Атаман умолк и задумался о своем, повесив голову на грудь, положа бороду под просунутые под лямку скрещенные руки…
Как у наших у ворот
Есть на озер поворот… —
пропел-прокричал вожатый. И бурлаки подхватили, принимаясь шагать все в такт:
Реченька бежала,
Дорожка лежала…
И закачался, пошел плотный строй бурлаков:
Как по етой по дорожке девки воду носят,
И Танюша, и Манюша, еще Фокина жена…
Ермак подпевал негромко, а думал о своем. И плыло перед ним давно прошедшее, что болело и плакало, теперь уже привычно, в самой глубине души, в самом тайном страдании…
Плескал ласковой мелкой рябью Дон-батюшка, и на берегу дымил под таганом костерок, и висела на прибрежной длиннокосой иве люлька, а женщина, маленькая и стройная, полоскала под берегом белье.
Ермак подгреб к ней на лодке-долбленке, и она пошла ему навстречу в шелковые волны, чуть не по пояс, сияя огромными синими своими глазами поверх знуздалки. Потянулась к нему вся, как маленький ребенок, и прижалась, будто к стене, к его широченной груди.
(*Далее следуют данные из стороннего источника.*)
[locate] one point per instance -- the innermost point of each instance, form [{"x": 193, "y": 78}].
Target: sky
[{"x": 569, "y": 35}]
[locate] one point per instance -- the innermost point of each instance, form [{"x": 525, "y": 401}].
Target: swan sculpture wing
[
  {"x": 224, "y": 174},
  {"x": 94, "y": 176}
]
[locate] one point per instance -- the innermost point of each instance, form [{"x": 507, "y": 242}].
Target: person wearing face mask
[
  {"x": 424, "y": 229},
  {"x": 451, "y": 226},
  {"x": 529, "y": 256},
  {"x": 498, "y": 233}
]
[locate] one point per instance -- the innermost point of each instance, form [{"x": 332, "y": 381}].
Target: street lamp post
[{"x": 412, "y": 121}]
Так и стояли они, он — в лодке, набитой добычей и рыбой, она — стоя по пояс в воде…
И понял тогда Ермак, что любим — неистово, верно и навсегда… И какой бы ни пришел он в свою полуземлянку, его всегда ждут — и здорового с удачей, и убогого с бедой…
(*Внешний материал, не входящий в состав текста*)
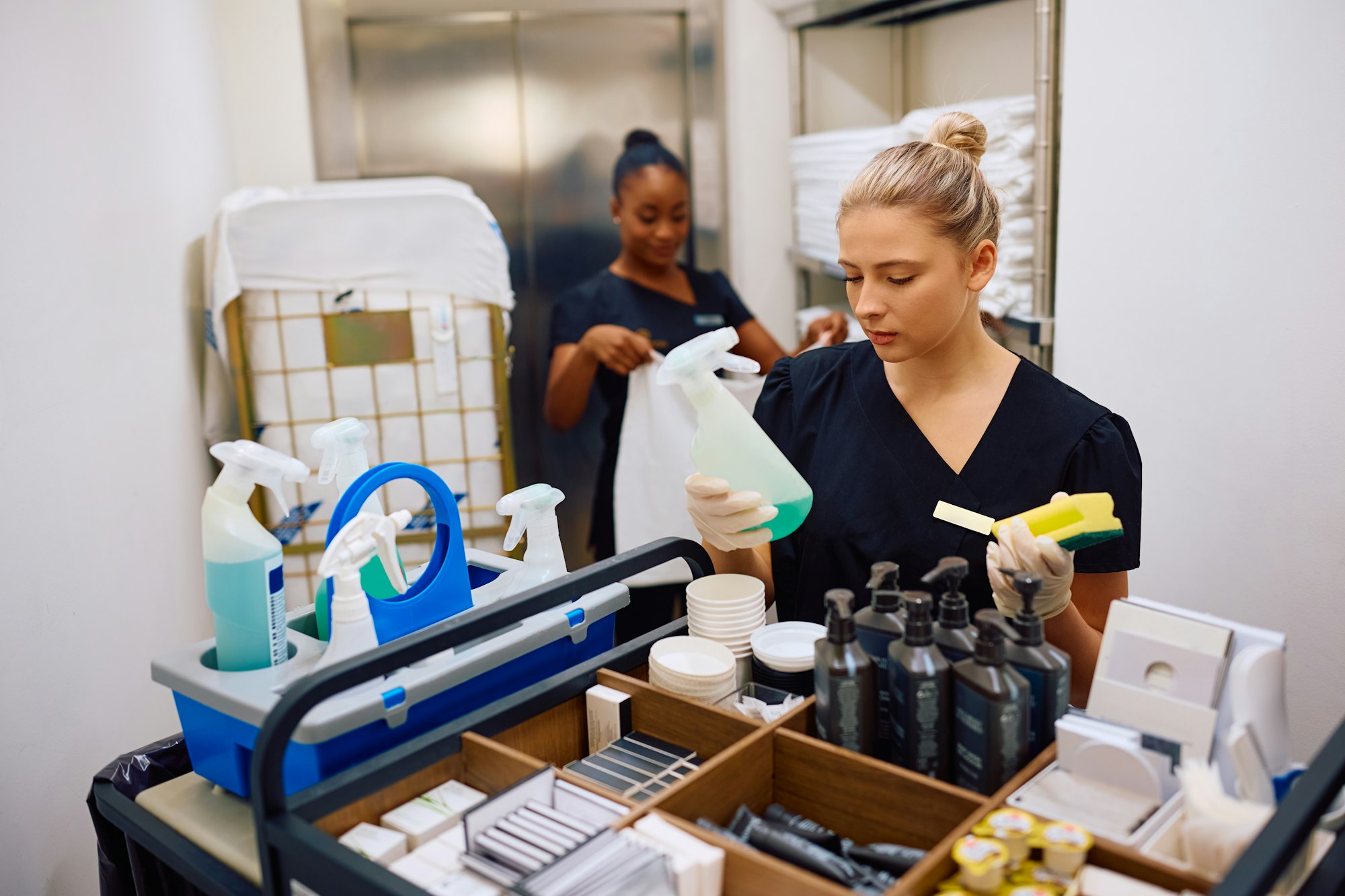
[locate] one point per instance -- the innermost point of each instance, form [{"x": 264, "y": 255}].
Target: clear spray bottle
[
  {"x": 245, "y": 575},
  {"x": 345, "y": 460},
  {"x": 728, "y": 443},
  {"x": 532, "y": 510},
  {"x": 361, "y": 541}
]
Был у атамана дом, а в нем — маленькая женщина, с которой вели они жизнь на шелковом берегу благословенной реки. Которую и он не предал, не обменял свои воспоминания на суетные радости другой любви, потому и веровал твердо — там, на небесах, она выбежит ему навстречу, и протянет руки, и прижмется, как тогда на Дону… Что, уйдя из мира живых, она где-то… Она ждет… и он обязательно придет к ней…
Казанские сироты
Волга была переполнена воинскими людьми, чуть ли не каждый день попадались караваны стругов, набитые стрельцами, детьми боярскими. И если на Низу почти безраздельно господствовали казаки, то здесь, за Самарской лукой, стояли посты московские, по берегам, и слева, и справа, возникали конные стрелецкие разъезды, и отвечать на их расспросы приходилось точно и быстро. Вот тут-то и пригодилась царева грамота на верстание воев Строгановыми для обороны городков соляных. Казачьи струги пропускали невозбранно, но косились на казаков и в любую минуту могли открыть по ним огонь (за ради бунта черемисского на всех стрелецких стругах пушек да пищалей было в избытке, и фитили все время зажжены); только крикни воевода: « Целься -пали!», как ахнет с высоких бортов московских кораблей смертоносный свинец.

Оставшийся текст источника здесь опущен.